Dün akşam Eurosport'ta kısa bir özetini izledim. Son 25-20 ve son 5 kilometreleri gösterdi. Mükemmel bir finaldi. Tur hakkında detaylı bilgim yoktu ve velodrom finalini duyunca çok merak ettim. Caner Eler, son viraj dönüldü, velodroma girecekler dedi ve o andan itibaren ekrana kilitlendim.

Velodrom yarışı pek denk gelmediğinden izlememiştim uzun zamandır. Hoş, bu bisikletler direkt velodrom için değil ama işte Cancellara işin içinde olunca her şey değişiyor. Yarışı kazananı buradan okuduğum halde, mücadele beni kendine çekti anında. Altı üstü birkaç yüz metrelik velodrom mücadelesi ama hayatımda izlediğim en keyifli mücadelelerdendi.
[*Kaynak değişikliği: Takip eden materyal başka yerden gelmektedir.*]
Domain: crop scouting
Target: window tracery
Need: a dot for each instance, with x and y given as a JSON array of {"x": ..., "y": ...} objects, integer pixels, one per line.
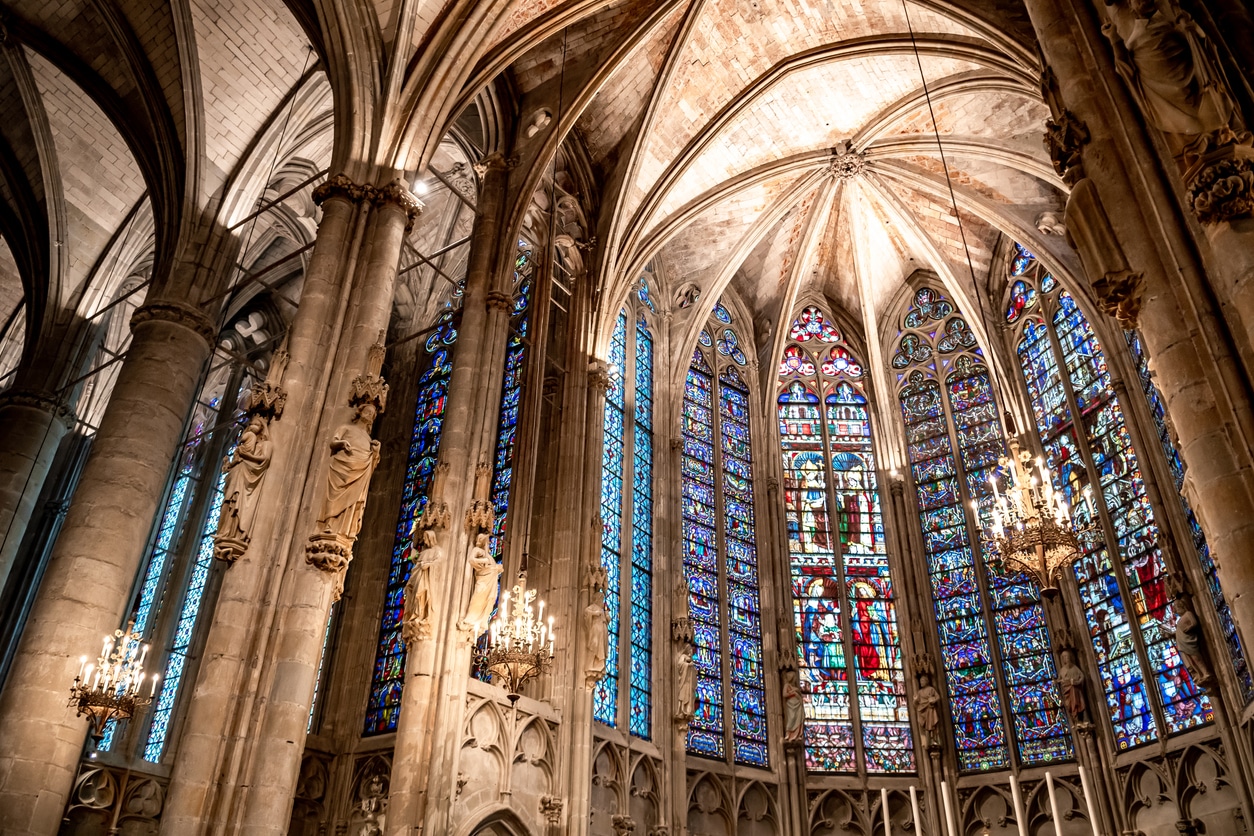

Cancellara'nın kazanacağı az-çok belliydi. Abuk-subuk hareketler gelmedi Vanmarcke'den. Cancellara'dan zaten kimse beklemiyor o tür şeyler. Vanmarcke atağını yaptı ve son dönüşte kimin sıralı 4 silindir motora, kimin V8 motora sahip olduğunu anlamak zor olmadı. Ellerini bırakarak, şovunu tamamladı büyük usta.
Velodroma gelmeden önce bitebilirdi yarış. Hatta son atağında kopması işten bile değildi Cancellara'nın. Fakat kendini zorlamadı ve açıkladığı gibi, pistte yaptığı çalışmaların da karşılığını alabilmek adına velodromu tercih etti bence. Nefis de oldu. Tarihe geçen bir Roubaix finaliydi Caner Eler ve yorumcuların da dedikleri gibi.
Gözleri dolduran, birkaç damlayı eşiğe kadar getiren ise, büyük ustanın ayakta duramadığını, kollarına girilerek yürütüldüğünü görmek oldu. Açık konuşayım; ben ağlamaklı oldum.

Yok böyle bir şey. Salt emek dolu bir şovdu bu. Özeti bile bunları yaşattı ya, kaçırdığıma daha çok üzüldüm, en kötü yanı bu oldu.